Center for the Arts Story: I rarely was an actual student in the Center for the Arts. I didn’t take any art, dance, or music classes during my time at Wesleyan. However, that didn’t mean that those things weren’t important to me. I wanted to be involved in the arts at Wesleyan and so I made my way to the CFA job fair. It was something of a joke last year but in the four years I was at Wesleyan I spent nine days not under the employ of the CFA, and five of those days were freshman orientation. My time at the CFA was stressful, hectic, and demanding but the entire time it was a labor of love and it’s opened my eyes to completely different things. I remember my first Navaratri Festival vividly as well as my first Gamelan concert.
Specifically, I think my most striking CFA memory was having my mom and grandfather here before he passed late last year. My going to college was very special to him and I wanted him to see me at Wesleyan. During that visit we saw Jay Hoggard‘s jazz orchestra, a Gamelan, performance, as well as a Korean drumming performance. I remember it rained quite a bit that weekend but we didn’t let any of that keep us down. When I thought to myself that this might be the only opportunity for my grandfather to see what a place like Wesleyan can offer in terms of diversity and still reflect my own interests my first thought was to the CFA.

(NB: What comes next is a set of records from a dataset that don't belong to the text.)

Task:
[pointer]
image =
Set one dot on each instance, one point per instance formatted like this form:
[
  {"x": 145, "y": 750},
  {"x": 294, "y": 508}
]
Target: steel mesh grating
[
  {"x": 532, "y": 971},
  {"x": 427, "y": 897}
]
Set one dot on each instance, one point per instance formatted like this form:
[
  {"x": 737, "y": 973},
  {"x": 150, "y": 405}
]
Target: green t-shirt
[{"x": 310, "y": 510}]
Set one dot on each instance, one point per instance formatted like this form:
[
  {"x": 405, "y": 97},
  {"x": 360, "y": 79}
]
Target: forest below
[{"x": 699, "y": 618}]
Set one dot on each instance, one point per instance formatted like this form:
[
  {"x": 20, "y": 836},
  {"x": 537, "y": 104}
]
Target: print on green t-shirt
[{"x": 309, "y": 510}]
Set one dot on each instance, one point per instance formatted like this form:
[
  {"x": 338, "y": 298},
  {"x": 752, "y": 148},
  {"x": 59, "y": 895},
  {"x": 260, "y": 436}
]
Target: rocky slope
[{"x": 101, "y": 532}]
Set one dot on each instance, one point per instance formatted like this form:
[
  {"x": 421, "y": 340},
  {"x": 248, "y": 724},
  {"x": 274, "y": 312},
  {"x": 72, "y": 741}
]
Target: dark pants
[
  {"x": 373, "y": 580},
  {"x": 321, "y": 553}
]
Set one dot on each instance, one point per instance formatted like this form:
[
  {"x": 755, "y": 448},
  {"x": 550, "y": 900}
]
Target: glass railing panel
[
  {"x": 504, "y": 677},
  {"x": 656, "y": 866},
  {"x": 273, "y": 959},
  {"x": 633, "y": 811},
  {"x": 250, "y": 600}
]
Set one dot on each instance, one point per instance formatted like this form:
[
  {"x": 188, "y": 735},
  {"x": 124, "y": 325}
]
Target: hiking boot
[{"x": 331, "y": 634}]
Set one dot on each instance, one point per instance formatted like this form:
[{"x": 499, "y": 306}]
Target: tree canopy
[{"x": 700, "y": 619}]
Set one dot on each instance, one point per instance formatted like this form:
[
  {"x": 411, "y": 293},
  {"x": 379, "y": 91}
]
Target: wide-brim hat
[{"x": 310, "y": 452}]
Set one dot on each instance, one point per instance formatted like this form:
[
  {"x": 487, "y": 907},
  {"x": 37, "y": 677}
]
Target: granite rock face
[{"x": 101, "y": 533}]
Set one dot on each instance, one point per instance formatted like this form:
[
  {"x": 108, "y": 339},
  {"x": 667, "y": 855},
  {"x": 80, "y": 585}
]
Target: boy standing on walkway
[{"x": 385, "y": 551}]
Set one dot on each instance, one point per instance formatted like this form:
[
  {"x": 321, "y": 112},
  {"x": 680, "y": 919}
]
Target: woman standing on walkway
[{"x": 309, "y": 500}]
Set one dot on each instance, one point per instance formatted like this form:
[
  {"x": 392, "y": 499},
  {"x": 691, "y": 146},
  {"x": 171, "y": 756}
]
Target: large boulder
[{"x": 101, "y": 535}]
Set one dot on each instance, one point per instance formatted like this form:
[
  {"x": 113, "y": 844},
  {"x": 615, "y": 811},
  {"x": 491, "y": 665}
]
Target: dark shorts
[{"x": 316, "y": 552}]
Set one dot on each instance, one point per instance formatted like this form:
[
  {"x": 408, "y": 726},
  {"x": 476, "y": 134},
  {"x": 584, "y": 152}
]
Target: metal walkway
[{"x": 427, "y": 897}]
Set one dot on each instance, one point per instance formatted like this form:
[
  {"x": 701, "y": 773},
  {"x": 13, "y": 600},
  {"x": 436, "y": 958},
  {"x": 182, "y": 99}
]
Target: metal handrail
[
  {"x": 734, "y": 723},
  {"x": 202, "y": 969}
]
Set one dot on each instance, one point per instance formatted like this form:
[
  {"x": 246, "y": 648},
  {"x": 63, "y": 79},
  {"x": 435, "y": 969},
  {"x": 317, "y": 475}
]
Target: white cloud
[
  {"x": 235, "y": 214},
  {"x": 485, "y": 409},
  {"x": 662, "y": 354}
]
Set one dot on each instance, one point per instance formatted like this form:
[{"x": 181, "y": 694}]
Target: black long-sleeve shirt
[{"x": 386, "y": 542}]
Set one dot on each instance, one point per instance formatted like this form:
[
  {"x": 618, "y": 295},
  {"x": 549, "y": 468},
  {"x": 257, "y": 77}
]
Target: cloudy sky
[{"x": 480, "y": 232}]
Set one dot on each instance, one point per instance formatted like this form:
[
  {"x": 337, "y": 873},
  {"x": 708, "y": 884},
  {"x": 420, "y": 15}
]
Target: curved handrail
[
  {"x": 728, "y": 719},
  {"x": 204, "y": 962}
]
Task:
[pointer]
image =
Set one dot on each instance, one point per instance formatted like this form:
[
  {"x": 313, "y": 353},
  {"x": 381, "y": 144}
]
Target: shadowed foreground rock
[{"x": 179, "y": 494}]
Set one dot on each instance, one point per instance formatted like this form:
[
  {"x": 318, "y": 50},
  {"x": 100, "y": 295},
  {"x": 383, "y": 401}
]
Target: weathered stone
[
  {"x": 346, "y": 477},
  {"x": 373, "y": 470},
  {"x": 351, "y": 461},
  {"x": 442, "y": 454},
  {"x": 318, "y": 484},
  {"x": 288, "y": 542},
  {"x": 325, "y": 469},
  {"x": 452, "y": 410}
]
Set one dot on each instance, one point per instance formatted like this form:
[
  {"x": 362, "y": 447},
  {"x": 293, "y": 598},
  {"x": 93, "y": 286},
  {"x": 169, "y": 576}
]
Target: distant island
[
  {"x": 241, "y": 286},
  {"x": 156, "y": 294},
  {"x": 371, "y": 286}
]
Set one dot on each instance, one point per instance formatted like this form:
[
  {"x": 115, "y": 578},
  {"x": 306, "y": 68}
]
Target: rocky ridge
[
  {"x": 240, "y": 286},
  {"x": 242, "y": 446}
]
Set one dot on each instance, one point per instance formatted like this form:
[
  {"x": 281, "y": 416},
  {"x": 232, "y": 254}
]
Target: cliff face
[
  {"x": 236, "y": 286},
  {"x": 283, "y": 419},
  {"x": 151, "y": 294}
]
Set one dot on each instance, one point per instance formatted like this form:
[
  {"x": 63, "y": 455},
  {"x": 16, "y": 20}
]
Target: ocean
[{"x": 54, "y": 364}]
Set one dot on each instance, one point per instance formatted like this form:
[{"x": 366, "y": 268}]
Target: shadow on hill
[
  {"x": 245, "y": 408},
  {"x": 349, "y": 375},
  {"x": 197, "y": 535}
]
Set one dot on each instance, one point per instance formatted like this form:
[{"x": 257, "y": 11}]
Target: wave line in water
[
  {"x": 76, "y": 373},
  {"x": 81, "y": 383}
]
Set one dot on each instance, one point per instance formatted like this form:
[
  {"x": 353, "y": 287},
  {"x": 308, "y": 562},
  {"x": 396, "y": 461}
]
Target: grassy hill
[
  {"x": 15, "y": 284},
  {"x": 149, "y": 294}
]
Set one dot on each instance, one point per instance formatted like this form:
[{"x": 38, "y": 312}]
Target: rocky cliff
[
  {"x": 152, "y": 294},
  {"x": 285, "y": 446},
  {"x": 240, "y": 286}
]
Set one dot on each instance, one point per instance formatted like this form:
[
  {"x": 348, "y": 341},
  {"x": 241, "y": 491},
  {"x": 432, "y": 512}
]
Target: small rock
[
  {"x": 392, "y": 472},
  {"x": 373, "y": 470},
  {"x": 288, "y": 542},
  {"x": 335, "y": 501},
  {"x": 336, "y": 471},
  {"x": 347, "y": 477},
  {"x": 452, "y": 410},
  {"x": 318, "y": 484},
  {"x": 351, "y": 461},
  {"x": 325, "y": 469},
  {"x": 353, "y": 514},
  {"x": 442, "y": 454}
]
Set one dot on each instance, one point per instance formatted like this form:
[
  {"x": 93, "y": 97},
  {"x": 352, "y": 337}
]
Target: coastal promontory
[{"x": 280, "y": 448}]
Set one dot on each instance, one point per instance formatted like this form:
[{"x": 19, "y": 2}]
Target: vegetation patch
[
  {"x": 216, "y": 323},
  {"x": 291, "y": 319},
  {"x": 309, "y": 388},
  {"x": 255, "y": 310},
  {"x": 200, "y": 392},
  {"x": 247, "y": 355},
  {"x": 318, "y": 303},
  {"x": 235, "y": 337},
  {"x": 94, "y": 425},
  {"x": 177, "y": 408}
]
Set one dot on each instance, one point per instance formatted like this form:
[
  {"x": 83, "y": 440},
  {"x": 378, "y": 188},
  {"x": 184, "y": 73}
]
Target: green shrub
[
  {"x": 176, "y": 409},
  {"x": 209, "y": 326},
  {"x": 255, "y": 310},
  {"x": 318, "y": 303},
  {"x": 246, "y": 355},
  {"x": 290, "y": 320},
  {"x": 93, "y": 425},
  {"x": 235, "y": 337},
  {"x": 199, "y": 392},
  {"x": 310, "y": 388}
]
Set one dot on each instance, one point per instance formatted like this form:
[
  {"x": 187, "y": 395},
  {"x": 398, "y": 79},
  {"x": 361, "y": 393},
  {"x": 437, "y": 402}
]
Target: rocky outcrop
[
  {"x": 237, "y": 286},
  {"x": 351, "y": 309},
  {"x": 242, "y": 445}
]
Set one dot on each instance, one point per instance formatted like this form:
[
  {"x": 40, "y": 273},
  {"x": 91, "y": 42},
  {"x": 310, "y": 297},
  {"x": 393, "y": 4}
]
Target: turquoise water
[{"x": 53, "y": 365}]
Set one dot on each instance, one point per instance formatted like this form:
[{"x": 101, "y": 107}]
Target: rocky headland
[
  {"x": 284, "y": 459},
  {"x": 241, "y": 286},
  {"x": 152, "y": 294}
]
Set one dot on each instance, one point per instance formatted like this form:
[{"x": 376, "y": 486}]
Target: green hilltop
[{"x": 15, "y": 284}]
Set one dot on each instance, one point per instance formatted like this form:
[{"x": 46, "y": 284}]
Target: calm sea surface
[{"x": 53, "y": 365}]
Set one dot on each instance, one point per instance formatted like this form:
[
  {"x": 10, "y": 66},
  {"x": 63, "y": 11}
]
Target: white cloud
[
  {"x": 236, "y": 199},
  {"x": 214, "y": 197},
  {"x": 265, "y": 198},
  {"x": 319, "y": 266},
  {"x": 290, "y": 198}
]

A specific show that really sticks out in my mind was Urip Sri Maeny’s last show. It was also the last performance I was managing with the CFA. I spoke to her before the show and aside from doing my normal house manager duties I told her that I was honored to be working her last performance as Artist in Residence. I told her that it was also my last show and we both hugged and teared up a bit. Seeing the rush of people that came in that night really gave me the feeling that I was at something important, not just to the Wesleyan community, but important very deeply in the hearts of the attendees.